= Hay Swamp =

Wetland complex in Ontario, Canada

Hay Swamp (Hay Swamp Management Area) is a provincially significant wetland complex, 1839 hectares (4544 acres) in size, located in parts of the central land areas of the municipalities of Bluewater and South Huron, in southwestern Ontario, Canada. Approximately 13 km in length and 2 km in width, at its widest point; it consists of 15 extensively forested individual wetlands, situated on either side, of sections of both the upper drainage of the Ausable River and its tributary, Black Creek.

Hay Swamp is situated at the northern limit of the Carolinian Biotic Province and is categorized as consisting of 98% swamp and 2% marshland. Apart from the Ausable and the Black, its primary source of water is considered to be the local Wyoming Moraine aquifer. Hay Swamp is an important regional habitat for wildlife populations including white-tailed deer, great blue heron, ducks, geese, as well as a significant beaver presence. The swamp is also home to several plant species at risk, including green dragon and Riddell's goldenrod. Endangered fish and mussel species present in Hay Swamp include, eastern sand darter, greenside darter, northern riffleshell, snuffbox, wavy-rayed lampmussel, rainbow mussel and kidneyshell.

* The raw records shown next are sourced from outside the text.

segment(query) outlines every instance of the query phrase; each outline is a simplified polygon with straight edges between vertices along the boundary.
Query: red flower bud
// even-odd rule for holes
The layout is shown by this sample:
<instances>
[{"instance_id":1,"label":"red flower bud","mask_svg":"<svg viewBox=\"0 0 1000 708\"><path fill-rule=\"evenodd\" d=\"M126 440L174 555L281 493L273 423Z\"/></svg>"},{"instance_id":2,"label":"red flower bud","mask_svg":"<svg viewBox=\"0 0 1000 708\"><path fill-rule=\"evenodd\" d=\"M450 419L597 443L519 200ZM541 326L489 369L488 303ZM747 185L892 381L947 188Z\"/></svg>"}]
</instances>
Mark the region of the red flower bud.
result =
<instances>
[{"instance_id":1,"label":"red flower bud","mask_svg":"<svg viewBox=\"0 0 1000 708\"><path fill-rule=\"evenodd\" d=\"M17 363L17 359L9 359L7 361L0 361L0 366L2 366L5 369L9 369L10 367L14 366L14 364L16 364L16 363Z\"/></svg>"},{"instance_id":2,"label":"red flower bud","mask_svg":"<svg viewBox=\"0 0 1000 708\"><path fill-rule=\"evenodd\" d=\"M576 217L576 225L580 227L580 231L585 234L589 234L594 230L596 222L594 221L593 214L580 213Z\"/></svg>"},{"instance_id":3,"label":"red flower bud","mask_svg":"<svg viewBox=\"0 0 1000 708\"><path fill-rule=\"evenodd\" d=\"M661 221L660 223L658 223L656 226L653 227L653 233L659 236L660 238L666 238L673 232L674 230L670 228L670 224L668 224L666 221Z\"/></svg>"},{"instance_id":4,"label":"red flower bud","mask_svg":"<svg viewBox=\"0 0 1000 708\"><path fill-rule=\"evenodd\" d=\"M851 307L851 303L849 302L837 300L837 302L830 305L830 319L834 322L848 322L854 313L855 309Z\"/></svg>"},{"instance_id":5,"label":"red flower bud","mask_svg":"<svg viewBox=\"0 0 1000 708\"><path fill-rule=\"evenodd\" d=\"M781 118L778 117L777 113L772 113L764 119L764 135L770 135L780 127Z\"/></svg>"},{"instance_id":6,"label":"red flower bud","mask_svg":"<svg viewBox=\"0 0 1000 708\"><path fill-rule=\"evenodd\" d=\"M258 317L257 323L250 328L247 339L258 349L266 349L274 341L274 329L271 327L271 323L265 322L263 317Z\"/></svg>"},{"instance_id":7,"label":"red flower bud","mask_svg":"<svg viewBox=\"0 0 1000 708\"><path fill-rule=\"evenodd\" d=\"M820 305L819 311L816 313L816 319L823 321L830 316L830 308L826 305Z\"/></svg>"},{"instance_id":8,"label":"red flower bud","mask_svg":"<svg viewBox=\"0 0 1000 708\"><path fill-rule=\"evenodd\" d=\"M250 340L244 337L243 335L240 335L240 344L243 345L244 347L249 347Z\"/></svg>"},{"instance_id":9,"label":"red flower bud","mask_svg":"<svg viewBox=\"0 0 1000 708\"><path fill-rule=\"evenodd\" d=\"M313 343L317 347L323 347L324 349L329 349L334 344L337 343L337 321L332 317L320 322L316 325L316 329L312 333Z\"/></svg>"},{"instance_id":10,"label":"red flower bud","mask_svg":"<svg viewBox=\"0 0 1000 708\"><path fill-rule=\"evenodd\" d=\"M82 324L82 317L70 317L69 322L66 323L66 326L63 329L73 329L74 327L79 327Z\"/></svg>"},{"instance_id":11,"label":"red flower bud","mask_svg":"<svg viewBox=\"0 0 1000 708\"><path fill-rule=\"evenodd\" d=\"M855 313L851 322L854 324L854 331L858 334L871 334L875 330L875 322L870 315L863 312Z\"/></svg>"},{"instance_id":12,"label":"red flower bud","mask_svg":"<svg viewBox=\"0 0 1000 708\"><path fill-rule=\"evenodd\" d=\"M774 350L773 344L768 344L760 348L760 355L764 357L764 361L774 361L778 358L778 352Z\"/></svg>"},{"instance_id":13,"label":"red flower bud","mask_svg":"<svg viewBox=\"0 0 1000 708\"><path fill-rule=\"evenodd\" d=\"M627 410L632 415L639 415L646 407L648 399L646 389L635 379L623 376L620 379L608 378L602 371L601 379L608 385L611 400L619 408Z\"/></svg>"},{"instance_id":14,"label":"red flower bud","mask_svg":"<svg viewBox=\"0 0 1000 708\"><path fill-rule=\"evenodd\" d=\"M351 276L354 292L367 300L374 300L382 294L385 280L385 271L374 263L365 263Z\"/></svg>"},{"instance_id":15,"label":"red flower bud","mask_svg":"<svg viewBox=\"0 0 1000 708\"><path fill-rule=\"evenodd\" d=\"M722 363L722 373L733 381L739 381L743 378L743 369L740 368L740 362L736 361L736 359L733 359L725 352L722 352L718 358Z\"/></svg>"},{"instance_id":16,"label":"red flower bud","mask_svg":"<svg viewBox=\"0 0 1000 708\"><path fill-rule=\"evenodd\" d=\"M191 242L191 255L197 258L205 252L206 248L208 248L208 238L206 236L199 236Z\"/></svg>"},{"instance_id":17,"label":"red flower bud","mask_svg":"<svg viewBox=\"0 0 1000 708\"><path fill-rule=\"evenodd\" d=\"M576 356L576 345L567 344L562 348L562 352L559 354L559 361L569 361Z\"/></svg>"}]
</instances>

Historic logging operations, as well as continuing intensive drainage practices to obtain access to the rich underlying organic soils of the swamp, have affected its overall size and health as a natural habitat. Since the Ausable River only partially drains the swamp on an ongoing basis, Hay Swamp acts as a natural water 'storage basin', guarding against large-scale flooding in other areas downstream and helping to maintain and moderate baseflow conditions during the summer months. By doing so it improves both the overall water quality in the Ausable system and aids local fish, bird and wildlife populations during the times of the year when water sources that are available for local wildlife are at a premium. The swamp contains several sites of abandoned 19th and early 20th century farms, including the location of the former community of Sodom. Hay Swamp (Hay Swamp Management Area) is administered by the Ausable Bayfield Conservation Authority.